これ以上は突っ込まれないように、部屋に置いてあったティッシュでそれを包んだ。
「もう一度風呂に入るか?」
行為で濡れた身体を、シャワーで流そうかと言って来た。
「…行きたいけど、動きたくない」
腰は痺れたようにジンジンとしているし、手塚を受け入れていた場所は、今でも何かが入っている感じがする。

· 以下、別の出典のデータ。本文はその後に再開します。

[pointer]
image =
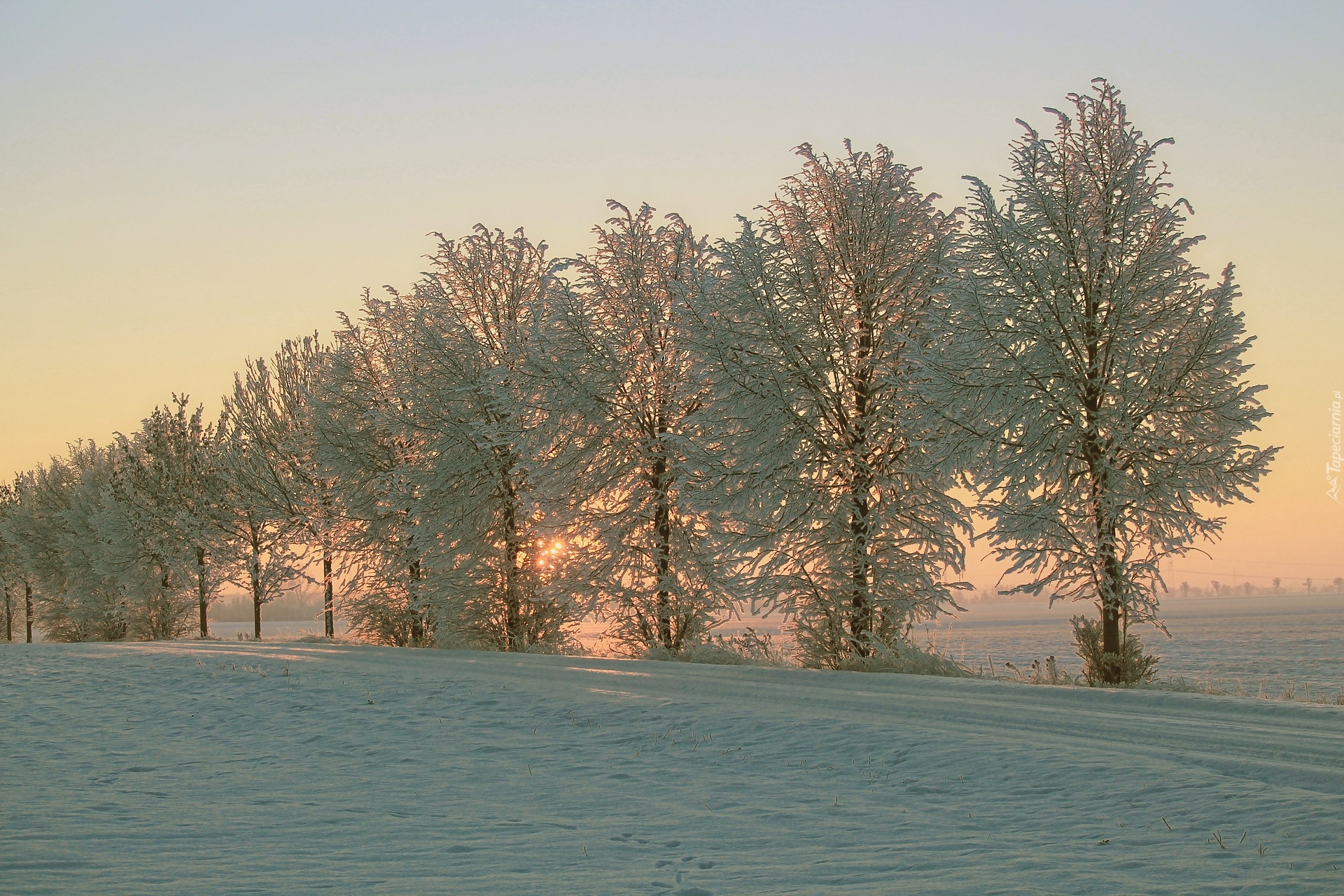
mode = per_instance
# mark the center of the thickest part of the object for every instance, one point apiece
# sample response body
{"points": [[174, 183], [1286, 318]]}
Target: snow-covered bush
{"points": [[835, 469], [1126, 666]]}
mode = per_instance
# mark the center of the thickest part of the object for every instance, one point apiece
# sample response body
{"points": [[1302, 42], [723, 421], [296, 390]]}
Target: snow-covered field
{"points": [[302, 767]]}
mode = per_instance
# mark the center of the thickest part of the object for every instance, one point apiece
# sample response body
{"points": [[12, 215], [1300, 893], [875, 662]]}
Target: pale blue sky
{"points": [[185, 184]]}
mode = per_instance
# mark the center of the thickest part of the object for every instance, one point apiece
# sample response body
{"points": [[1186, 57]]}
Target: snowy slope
{"points": [[206, 769]]}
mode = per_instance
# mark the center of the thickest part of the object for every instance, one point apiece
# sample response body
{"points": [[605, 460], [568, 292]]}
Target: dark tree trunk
{"points": [[417, 618], [202, 592], [860, 574], [860, 524], [1097, 456], [663, 554], [254, 568], [514, 636], [327, 593]]}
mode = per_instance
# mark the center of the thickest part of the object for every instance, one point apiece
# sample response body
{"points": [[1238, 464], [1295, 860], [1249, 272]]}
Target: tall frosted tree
{"points": [[622, 359], [270, 412], [168, 493], [1096, 374], [59, 530], [836, 463], [370, 461], [264, 489], [477, 413]]}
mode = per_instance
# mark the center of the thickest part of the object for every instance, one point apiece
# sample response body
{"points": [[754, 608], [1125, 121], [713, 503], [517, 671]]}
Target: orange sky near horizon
{"points": [[182, 187]]}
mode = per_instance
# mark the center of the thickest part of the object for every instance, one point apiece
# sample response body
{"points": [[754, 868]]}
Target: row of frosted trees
{"points": [[664, 429]]}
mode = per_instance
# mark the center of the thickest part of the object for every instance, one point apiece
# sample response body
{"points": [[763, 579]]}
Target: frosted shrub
{"points": [[1129, 666], [746, 649]]}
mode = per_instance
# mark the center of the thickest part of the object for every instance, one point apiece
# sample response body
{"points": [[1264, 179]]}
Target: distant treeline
{"points": [[667, 428], [302, 608]]}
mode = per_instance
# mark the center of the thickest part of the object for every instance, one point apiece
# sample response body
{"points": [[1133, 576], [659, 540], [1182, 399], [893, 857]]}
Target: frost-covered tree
{"points": [[836, 461], [55, 523], [264, 488], [1096, 372], [622, 356], [168, 491], [11, 568], [369, 460], [272, 422], [487, 444]]}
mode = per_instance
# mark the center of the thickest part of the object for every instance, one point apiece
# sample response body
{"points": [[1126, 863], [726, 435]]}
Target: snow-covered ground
{"points": [[299, 767]]}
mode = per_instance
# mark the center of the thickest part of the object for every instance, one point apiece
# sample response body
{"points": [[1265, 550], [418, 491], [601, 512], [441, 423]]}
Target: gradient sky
{"points": [[183, 186]]}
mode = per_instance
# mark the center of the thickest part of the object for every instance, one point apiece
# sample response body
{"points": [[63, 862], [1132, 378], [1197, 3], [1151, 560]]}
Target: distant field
{"points": [[219, 767]]}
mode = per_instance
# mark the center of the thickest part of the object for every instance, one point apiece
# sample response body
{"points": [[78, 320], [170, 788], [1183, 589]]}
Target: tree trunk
{"points": [[254, 570], [860, 482], [1112, 575], [202, 592], [327, 593], [663, 554], [514, 638], [860, 573], [417, 620]]}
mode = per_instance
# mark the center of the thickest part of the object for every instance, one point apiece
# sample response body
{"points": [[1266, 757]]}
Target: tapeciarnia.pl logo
{"points": [[1332, 466]]}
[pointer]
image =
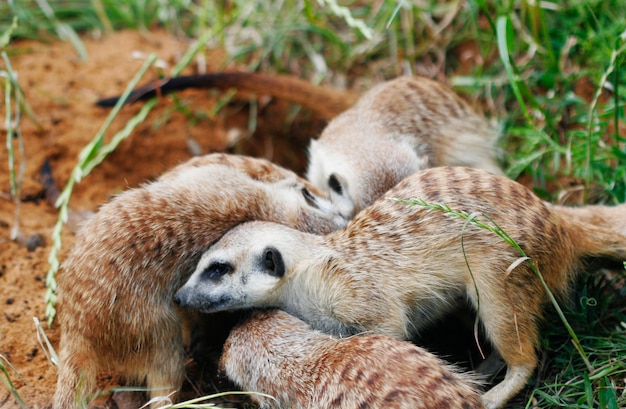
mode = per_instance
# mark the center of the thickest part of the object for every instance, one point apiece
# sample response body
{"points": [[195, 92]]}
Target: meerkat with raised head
{"points": [[394, 130], [277, 354], [396, 268], [117, 284]]}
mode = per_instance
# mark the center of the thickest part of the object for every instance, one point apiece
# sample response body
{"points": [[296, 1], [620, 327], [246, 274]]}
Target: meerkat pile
{"points": [[396, 268], [301, 368], [393, 269], [117, 284]]}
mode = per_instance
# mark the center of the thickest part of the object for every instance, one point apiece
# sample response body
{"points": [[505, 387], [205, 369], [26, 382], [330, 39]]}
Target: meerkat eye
{"points": [[334, 184], [216, 270], [309, 198], [273, 262]]}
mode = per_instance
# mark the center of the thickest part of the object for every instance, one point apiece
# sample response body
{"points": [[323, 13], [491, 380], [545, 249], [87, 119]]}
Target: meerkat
{"points": [[396, 268], [277, 354], [117, 284], [372, 142], [394, 130]]}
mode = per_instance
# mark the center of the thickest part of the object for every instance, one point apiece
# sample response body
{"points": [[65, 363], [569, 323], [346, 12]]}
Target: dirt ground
{"points": [[62, 91]]}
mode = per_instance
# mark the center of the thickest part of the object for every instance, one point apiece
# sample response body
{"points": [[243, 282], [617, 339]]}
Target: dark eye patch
{"points": [[216, 270], [310, 199], [334, 184], [273, 262]]}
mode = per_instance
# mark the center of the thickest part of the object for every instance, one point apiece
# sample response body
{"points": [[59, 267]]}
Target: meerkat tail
{"points": [[611, 218], [598, 241], [327, 101]]}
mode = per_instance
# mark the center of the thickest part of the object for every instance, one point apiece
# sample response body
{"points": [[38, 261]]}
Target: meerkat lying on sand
{"points": [[117, 284], [277, 354], [396, 268]]}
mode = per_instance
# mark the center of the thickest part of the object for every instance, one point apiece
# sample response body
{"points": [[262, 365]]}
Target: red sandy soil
{"points": [[62, 91]]}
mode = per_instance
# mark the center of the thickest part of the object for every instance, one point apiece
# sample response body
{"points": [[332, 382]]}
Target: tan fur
{"points": [[395, 129], [608, 217], [396, 268], [277, 354], [116, 286]]}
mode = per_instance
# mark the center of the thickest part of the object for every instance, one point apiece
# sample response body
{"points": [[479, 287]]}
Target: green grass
{"points": [[549, 73]]}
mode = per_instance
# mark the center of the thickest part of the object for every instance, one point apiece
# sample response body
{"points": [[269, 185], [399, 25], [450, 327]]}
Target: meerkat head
{"points": [[244, 269], [330, 171]]}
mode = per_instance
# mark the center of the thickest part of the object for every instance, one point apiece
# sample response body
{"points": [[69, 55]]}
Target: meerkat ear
{"points": [[336, 184], [273, 262]]}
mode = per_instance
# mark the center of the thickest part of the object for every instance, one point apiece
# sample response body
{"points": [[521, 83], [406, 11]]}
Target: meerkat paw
{"points": [[513, 382]]}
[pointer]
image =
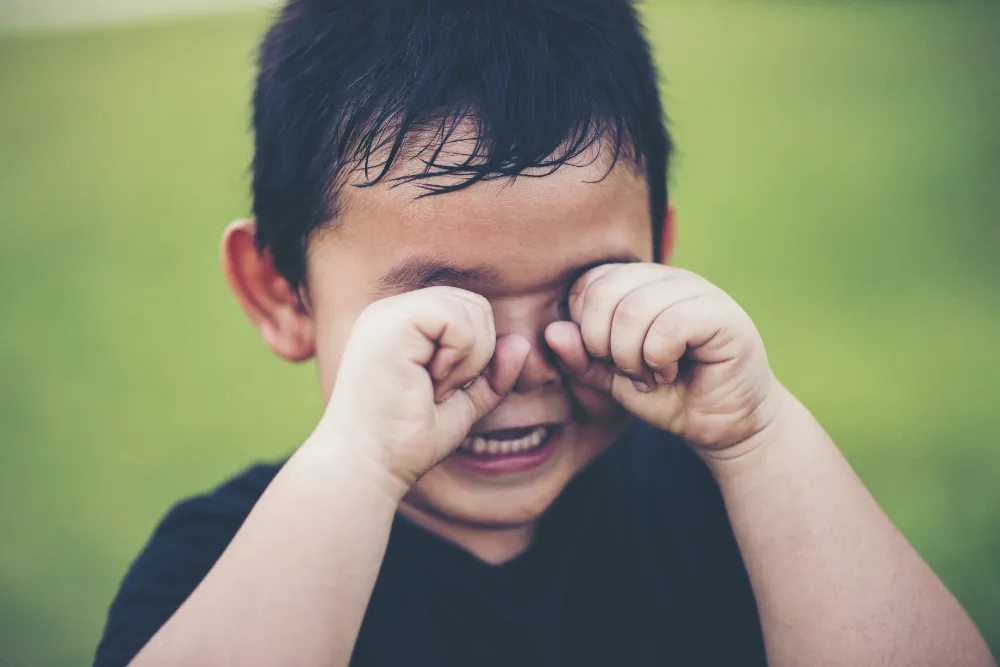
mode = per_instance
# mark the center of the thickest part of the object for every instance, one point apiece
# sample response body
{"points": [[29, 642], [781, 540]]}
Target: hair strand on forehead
{"points": [[475, 91]]}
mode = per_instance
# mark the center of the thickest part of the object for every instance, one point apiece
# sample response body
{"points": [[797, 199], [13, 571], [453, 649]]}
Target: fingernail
{"points": [[640, 385]]}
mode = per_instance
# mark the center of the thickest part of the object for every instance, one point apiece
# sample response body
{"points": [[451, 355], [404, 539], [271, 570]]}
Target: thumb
{"points": [[473, 402]]}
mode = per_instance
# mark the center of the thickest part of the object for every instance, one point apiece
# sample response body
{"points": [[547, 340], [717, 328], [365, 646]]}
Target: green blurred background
{"points": [[838, 173]]}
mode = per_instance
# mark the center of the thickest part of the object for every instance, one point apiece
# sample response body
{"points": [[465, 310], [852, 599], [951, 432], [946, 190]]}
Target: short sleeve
{"points": [[181, 551]]}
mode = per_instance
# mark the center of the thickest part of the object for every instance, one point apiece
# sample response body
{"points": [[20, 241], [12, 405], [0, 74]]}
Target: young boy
{"points": [[542, 445]]}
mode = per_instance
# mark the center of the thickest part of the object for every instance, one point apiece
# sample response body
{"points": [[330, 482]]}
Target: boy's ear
{"points": [[668, 234], [270, 302]]}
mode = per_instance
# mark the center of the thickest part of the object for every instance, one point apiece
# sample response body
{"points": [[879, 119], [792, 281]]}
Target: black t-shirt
{"points": [[634, 565]]}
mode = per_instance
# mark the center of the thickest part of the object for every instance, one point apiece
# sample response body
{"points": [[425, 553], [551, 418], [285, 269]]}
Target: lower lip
{"points": [[511, 463]]}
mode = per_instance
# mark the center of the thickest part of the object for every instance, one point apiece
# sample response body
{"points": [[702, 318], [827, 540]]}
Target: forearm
{"points": [[292, 587], [835, 582]]}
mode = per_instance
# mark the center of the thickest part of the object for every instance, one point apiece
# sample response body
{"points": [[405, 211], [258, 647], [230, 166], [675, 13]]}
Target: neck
{"points": [[493, 545]]}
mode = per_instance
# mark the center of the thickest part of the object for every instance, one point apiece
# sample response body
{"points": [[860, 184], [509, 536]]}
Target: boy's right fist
{"points": [[419, 369]]}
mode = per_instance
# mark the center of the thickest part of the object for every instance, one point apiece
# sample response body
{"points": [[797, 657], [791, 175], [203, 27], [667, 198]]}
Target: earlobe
{"points": [[668, 233], [270, 302]]}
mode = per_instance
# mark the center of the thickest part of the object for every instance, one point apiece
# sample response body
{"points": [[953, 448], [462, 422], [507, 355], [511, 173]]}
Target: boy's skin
{"points": [[557, 329]]}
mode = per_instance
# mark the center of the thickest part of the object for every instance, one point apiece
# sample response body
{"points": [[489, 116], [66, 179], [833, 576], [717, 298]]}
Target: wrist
{"points": [[778, 415], [350, 448]]}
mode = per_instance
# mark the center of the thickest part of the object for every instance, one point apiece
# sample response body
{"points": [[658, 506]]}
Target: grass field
{"points": [[838, 173]]}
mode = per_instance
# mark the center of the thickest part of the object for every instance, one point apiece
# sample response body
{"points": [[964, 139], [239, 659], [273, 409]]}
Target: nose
{"points": [[539, 370]]}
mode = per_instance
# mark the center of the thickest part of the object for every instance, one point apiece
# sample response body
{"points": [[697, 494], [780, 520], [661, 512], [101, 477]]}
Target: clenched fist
{"points": [[672, 349], [419, 369]]}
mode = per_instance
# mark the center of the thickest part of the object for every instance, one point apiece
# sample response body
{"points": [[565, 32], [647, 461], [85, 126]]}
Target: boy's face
{"points": [[521, 245]]}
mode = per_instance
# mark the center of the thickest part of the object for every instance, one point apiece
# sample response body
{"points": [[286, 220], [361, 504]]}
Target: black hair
{"points": [[345, 84]]}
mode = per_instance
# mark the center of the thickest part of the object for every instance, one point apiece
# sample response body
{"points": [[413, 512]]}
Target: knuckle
{"points": [[628, 313]]}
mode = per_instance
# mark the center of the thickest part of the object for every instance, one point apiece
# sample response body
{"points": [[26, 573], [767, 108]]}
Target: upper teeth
{"points": [[481, 445]]}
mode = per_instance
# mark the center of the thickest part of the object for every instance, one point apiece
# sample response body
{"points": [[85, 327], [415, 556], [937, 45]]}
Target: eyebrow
{"points": [[417, 273]]}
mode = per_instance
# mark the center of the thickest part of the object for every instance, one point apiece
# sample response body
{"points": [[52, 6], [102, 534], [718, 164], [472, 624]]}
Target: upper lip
{"points": [[503, 432]]}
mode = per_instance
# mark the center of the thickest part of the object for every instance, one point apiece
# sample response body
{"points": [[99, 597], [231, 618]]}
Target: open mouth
{"points": [[508, 451], [506, 443]]}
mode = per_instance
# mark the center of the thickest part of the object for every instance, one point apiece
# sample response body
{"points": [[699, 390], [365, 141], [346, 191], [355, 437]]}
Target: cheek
{"points": [[333, 333]]}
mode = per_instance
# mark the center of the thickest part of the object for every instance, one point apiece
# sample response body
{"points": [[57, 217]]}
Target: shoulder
{"points": [[687, 550], [183, 548], [652, 464]]}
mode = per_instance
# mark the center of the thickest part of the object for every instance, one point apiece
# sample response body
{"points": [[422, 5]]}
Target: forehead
{"points": [[523, 233]]}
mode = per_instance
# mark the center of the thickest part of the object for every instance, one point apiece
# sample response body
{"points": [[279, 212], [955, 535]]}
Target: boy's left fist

無理に動かせば動くが、何だか起き上がりたくなかった。
「わかった、タオルを取ってくる」
手塚は脱ぎ捨てたパジャマを着ると、一度出て行った。
部屋に一人残されたリョーマは、手塚と一つになれた喜びで満面の笑みを浮かべている。
パジャマも着たいし、ふかふかの布団もかぶりたいが、どうにも身体が動かないのだ。
そうこうしているうちに次第に眠気が襲ってきて、そのままリョーマは目を閉じてしまった。
「濡らした方がいいな…っと、これは捨てていくか」
タオルは少し熱めのお湯で濡らした。
次にティッシュに包んだコンドームを、洗面所のゴミ箱に捨てた。
これを知られたらマズイなと、その上からこっそりゴミを置いてしまう。
「リョーマ?」
客室に戻ると、リョーマはすうすうと寝息を立てて眠っていた。
それも裸のままで、布団もかぶらずに。
「…風邪をひくぞ」
お湯で濡らしたタオルで身体を拭いても、下着やパジャマを着させても、最後に布団をかぶせても、リョーマが目覚める事はなかった。
「ゆっくりお休み、リョーマ」
耳元で囁くと、リョーマの口元は笑みを浮かべていた。
起きてはいないが、手塚の声に反応したのだろう。
最後に頬に口付けて、手塚は部屋から出て行った。
「あら、国光。どうしたの?」
部屋から出ると、彩菜とバッタリ会ってしまった。
しかし手塚は慣れたもので、表情を変える事なくその質問に答える。
「越前はかなり寝相が悪いと言っていたので、様子を見に行っていました」
それは事実だ。
リョーマが良く話してくれていた。
『朝起きると、布団がなかった』
『布団の上にいた時もあった』
冬は一体どうしているのか?と心配になる。
実は彩菜も様子を見て来ようと、こっそり部屋に向かっていたのだ。
しかし、先を越されたと少し悔しそう。
「まぁ、それなら一人にしない方が良かったわね」
あらあら、と彩菜は困った様に顔に手を宛てた。
それから何かを考えついたようで、片手をもう片方の手の平にぽんと置く。
「今は、寝ているの?」
「はい」
「それなら、国光が一緒に寝てあげたらどう?」
「はい…え?」
「それなら、お布団を用意しないと」
彩菜はパタパタと、違う部屋から布団を取りに行った。
「ほら、国光。手伝って」
「あ、はい」
結局は母親の言いなりになっている手塚だった。